Monocular-Depth-Estimation-Toolbox icon indicating copy to clipboard operation
Monocular-Depth-Estimation-Toolbox copied to clipboard

Conceptual Questions about BinsFormer

Open onoyuki081 opened this issue 3 years ago • 1 comments

Thanks for a great repo! I have a question about BinsFormer architecture especially about 'auxiliary classification.' From your code, I found that there are variables called class_num and n_bins. In my initial understanding from AdaBins is correct, I think AdaBins classifies the network output by n_bins, but it seems that BinsFormer's classification is done by class_num, where class here represents specific type of indoor scene (like bedroom, bathroom) in nyu. But if so, why do we need such class in BinsFormer and how class contributes to 'auxiliary classification'? If you need more clarification, I appreciate if you let me know.

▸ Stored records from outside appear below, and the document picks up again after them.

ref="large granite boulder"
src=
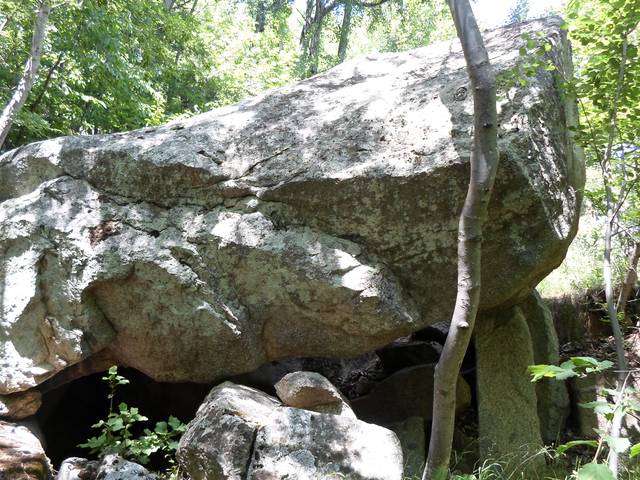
[0,19,584,395]
[177,382,402,480]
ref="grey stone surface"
[247,408,402,480]
[176,382,280,480]
[351,364,471,425]
[0,390,42,420]
[0,19,584,394]
[475,307,544,468]
[0,421,52,480]
[177,382,402,480]
[519,291,569,445]
[387,417,427,480]
[56,457,99,480]
[275,372,356,418]
[95,455,158,480]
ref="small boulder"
[0,390,42,420]
[177,379,402,480]
[0,421,52,480]
[351,364,471,425]
[275,372,356,418]
[56,457,99,480]
[176,382,280,480]
[247,408,402,480]
[95,455,158,480]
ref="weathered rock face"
[0,19,583,394]
[177,379,402,480]
[0,421,52,480]
[275,372,356,418]
[519,291,569,445]
[0,390,42,420]
[475,306,544,468]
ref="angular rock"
[0,390,42,420]
[0,19,584,394]
[0,421,52,480]
[275,372,356,418]
[351,364,471,425]
[388,417,427,480]
[95,455,158,480]
[56,457,99,480]
[519,290,569,445]
[474,307,544,468]
[176,382,280,480]
[247,408,402,480]
[176,382,402,480]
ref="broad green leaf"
[577,463,615,480]
[604,435,631,453]
[556,440,598,455]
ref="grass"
[403,447,640,480]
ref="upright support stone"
[475,307,543,467]
[519,290,569,444]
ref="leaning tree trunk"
[422,0,498,480]
[255,0,267,33]
[338,0,353,63]
[616,242,640,320]
[601,34,629,478]
[307,0,326,77]
[0,0,51,148]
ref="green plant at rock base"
[529,357,640,480]
[78,366,186,470]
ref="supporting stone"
[475,307,544,469]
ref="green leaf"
[527,362,577,382]
[578,401,615,415]
[604,435,631,453]
[577,463,615,480]
[556,440,598,455]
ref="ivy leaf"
[604,435,631,453]
[556,440,598,455]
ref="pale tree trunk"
[338,0,353,63]
[601,34,628,478]
[616,242,640,319]
[0,0,51,148]
[422,0,498,480]
[255,0,267,33]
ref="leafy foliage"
[78,366,186,465]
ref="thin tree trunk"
[255,0,267,33]
[616,242,640,319]
[0,0,51,148]
[338,0,353,63]
[422,0,498,480]
[29,52,64,112]
[307,0,326,77]
[601,30,628,478]
[0,13,11,32]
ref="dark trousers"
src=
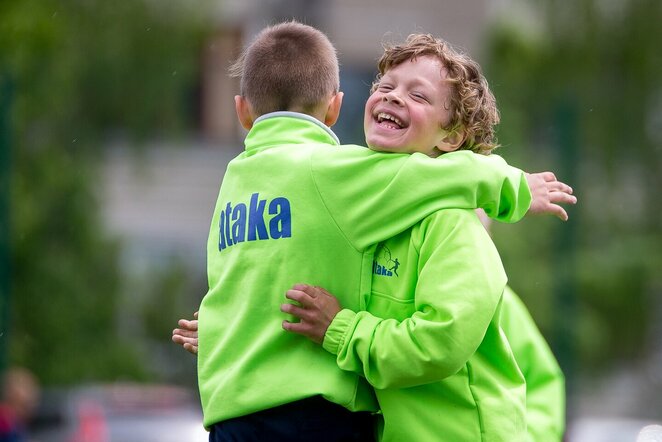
[209,396,375,442]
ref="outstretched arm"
[526,172,577,221]
[172,312,198,355]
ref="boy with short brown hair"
[198,22,570,441]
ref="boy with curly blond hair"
[183,22,572,441]
[281,34,560,442]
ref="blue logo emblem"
[372,245,400,277]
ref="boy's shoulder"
[414,209,489,237]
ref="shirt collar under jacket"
[245,111,340,151]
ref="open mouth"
[377,112,405,129]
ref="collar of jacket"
[245,112,340,151]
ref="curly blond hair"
[371,34,499,155]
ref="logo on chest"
[372,246,400,277]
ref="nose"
[382,90,402,105]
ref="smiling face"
[363,55,457,157]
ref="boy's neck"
[254,111,340,144]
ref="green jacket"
[501,287,565,442]
[198,112,530,426]
[323,209,526,442]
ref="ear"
[436,127,464,153]
[234,95,254,130]
[324,92,344,127]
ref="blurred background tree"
[0,0,208,384]
[487,0,662,382]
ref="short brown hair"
[230,21,340,115]
[372,34,499,155]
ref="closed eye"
[411,92,430,103]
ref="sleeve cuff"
[322,309,356,355]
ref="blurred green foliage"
[486,0,662,372]
[0,0,208,384]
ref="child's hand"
[526,172,577,221]
[280,284,342,344]
[172,312,198,355]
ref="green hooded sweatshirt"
[324,210,526,442]
[501,287,565,442]
[198,112,531,427]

onoyuki081 avatar Aug 29 '22 06:08 onoyuki081

I'm now revising this paper. Thanks for your questions. I may improve my description of the 'auxiliary classification' in this version.

Let me try to answer you more directly. Considering the bins queries b = b1, b2... bn, and a classification query c. We have n_bins(Adabins) bins queries and only one classification query c. Each bin query will be projected to the bin length and associated with its rank in b. The classification query c will be projected to the classification logit via MLP, which is used to classify the environment like bedroom, bathroom, ..., and so on.

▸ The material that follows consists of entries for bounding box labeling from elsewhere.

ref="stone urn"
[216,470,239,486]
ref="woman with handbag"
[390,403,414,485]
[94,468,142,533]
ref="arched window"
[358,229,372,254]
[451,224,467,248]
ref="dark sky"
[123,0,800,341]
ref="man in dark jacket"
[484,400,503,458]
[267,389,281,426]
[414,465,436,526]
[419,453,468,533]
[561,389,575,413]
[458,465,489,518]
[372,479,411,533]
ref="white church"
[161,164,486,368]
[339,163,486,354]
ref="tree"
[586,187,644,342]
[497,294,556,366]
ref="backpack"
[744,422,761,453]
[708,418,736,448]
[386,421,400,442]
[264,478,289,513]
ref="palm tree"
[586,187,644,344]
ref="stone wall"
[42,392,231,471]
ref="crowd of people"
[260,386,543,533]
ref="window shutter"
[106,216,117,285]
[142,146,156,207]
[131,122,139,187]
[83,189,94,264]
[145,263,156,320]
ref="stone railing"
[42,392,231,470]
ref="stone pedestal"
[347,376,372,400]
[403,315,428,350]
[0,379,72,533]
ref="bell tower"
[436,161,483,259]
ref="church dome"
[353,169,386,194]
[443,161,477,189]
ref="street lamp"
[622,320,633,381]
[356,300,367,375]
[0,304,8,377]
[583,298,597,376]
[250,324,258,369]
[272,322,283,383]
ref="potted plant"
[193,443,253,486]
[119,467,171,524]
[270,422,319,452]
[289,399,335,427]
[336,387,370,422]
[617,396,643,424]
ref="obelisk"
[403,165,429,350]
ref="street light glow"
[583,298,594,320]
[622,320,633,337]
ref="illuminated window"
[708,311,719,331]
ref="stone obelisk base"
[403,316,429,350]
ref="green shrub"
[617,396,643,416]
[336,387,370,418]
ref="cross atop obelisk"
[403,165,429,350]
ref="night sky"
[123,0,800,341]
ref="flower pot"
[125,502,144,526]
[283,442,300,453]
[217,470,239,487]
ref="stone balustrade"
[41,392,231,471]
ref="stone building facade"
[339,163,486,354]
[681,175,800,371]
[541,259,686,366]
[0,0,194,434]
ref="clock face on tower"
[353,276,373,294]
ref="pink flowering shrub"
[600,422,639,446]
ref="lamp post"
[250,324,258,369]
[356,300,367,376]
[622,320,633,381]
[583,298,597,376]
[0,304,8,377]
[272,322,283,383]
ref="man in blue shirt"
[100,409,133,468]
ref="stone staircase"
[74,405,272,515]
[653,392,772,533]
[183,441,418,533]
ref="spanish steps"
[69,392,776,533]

The classification query is included in the self-attention of queries so that the environment information can be passed into bins queries. Hence, we claim it can further improve the model performance, which is proven in our ablation studies. Also, this supervision is more effective compared to the time-consuming chamfer loss used in Adabins.

zhyever avatar Sep 08 '22 12:09 zhyever

Close it for now.

zhyever avatar Oct 01 '22 07:10 zhyever